Pre-trained Model IDs

Florence-2 pre-trained models are available and do not require a Roboflow API key.

Model ID Description
florence-2-base Base model (0.23B parameters) - faster inference
florence-2-large Large model (0.77B parameters) - better accuracy

You can also use fine-tuned models from Roboflow by specifying project/version as the model ID (requires API key).

Supported Backends

Backend Extras Required
torch torch-cpu, torch-cu118, torch-cu124, torch-cu126, torch-cu128, torch-jp6-cu126

Roboflow Platform Compatibility

Feature Supported
Training ✅ LoRA fine-tuning only (Guide)
Upload Weights ✅ Upload fine-tuned models
Serverless API (v2) ⚠️ Limited support (not yet fully stable)
Workflows ✅ Use in Workflows via Florence-2 block
Edge Deployment (Jetson) ❌ Not supported
Self-Hosting ✅ Deploy with inference-models (GPU recommended)

Training & Fine-tuning

Florence-2 supports LoRA (Low-Rank Adaptation) fine-tuning only on the Roboflow platform. This allows you to adapt the model to your specific use case without training the entire model.

When to Fine-tune Florence-2

Fine-tuning Florence-2 is beneficial when you need:

  • Domain-specific object detection - Detect specialized objects in your industry (medical, industrial, etc.)
  • Custom captioning style - Generate captions that match your specific terminology or format
  • Specialized OCR - Improve text recognition for domain-specific fonts or layouts
  • Task-specific performance - Optimize for a particular vision task with your data
  • Medical imaging - Detect anatomical structures or abnormalities
  • Industrial inspection - Identify defects or components in manufacturing
  • Document analysis - Extract structured data from forms or receipts
  • Retail - Detect products or analyze shelf layouts
  • Agriculture - Identify crops, pests, or plant diseases

Learn more: How to Fine-tune Florence-2

Supported Tasks

Florence-2 supports multiple vision tasks.

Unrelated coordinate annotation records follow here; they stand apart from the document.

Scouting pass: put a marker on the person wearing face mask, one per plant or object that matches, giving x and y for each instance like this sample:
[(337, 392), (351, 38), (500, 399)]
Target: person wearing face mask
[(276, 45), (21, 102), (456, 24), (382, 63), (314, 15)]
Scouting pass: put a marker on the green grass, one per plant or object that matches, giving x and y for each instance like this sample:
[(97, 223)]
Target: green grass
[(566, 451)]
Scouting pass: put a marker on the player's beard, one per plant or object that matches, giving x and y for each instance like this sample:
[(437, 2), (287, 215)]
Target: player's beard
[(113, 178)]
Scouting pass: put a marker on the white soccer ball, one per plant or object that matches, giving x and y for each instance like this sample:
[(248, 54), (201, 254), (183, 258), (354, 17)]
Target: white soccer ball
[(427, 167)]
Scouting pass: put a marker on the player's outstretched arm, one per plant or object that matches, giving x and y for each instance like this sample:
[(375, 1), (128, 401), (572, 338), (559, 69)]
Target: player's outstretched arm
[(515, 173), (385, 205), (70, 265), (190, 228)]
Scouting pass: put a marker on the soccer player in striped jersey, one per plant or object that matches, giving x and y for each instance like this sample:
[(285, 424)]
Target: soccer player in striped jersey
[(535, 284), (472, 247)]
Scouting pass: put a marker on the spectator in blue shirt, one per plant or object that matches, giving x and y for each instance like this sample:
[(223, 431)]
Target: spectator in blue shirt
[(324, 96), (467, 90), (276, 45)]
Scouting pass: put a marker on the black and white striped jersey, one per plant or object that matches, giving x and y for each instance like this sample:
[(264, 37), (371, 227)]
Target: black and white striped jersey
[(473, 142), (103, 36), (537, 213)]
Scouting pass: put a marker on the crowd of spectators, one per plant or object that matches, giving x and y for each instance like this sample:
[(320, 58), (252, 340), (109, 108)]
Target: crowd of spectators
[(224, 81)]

Use the high-level API methods for each task:

Task Method When to Use
Image Captioning caption_image() Generate natural language descriptions of images at different levels of detail (normal, detailed, very detailed)
Object Detection detect_objects() Detect and locate all objects in an image, or detect specific classes using open vocabulary detection
OCR ocr_image() Extract all text from images without location information
OCR with Detection parse_document() Extract text with bounding box locations - ideal for document parsing and structured text extraction
Phrase Grounding ground_phrase() Locate objects in an image based on a text description (e.g., "red car", "person wearing hat")
Instance Segmentation segment_phrase() Generate segmentation masks for objects matching a text description
Region Segmentation segment_region() Generate segmentation masks for objects within specified bounding boxes
Region Classification classify_image_region() Classify what object is in a specific region of the image
Region Captioning caption_image_region() Generate captions for specific regions of the image
Region OCR ocr_image_region() Extract text from specific regions of the image

Usage Examples

Image Captioning

import cv2
from inference_models import AutoModel

# Load model
model = AutoModel.from_pretrained("florence-2-base")

# Load image
image = cv2.imread("path/to/image.jpg")

# Generate caption (normal, detailed, or very_detailed)
captions = model.caption_image(images=image, granularity="detailed")
print(f"Caption: {captions[0]}")

Object Detection

import cv2
from inference_models import AutoModel

# Load model
model = AutoModel.from_pretrained("florence-2-base")
image = cv2.imread("path/to/image.jpg")

# Detect all objects with class labels
detections = model.detect_objects(images=image, labels_mode="classes")
print(detections[0])

# Detect specific classes (open vocabulary)
detections = model.detect_objects(
    images=image,
    classes=["person", "car", "dog"]
)
print(detections[0])

OCR (Text Extraction)

import cv2
from inference_models import AutoModel

# Load model
model = AutoModel.from_pretrained("florence-2-base")
image = cv2.imread("path/to/document.jpg")

# Extract text only
text = model.ocr_image(images=image)
print(f"Text: {text[0]}")

# Extract text with bounding boxes
detections = model.parse_document(images=image)
print(detections[0])  # Detections with text in bboxes_metadata

Phrase Grounding

import cv2
from inference_models import AutoModel

# Load model
model = AutoModel.from_pretrained("florence-2-base")
image = cv2.imread("path/to/image.jpg")

# Find objects matching a phrase
detections = model.ground_phrase(images=image, phrase="red car")
print(detections[0])

Instance Segmentation

import cv2
from inference_models import AutoModel

# Load model
model = AutoModel.from_pretrained("florence-2-base")
image = cv2.imread("path/to/image.jpg")

# Segment objects matching a phrase
instance_detections = model.segment_phrase(images=image, phrase="person")
print(instance_detections[0])  # InstanceDetections with masks

Using Fine-tuned Models

import cv2
from inference_models import AutoModel

# Load your fine-tuned model from Roboflow
model = AutoModel.from_pretrained(
    "your-workspace/your-model/version",
    api_key="your_roboflow_api_key"
)

image = cv2.imread("path/to/image.jpg")

# Use the model (API depends on what you fine-tuned for)
detections = model.detect_objects(images=image)
print(detections[0])

Workflows Integration

Florence-2 can be used in Roboflow Workflows for complex computer vision pipelines. The Florence-2 block supports all task types and can be combined with other blocks for advanced processing.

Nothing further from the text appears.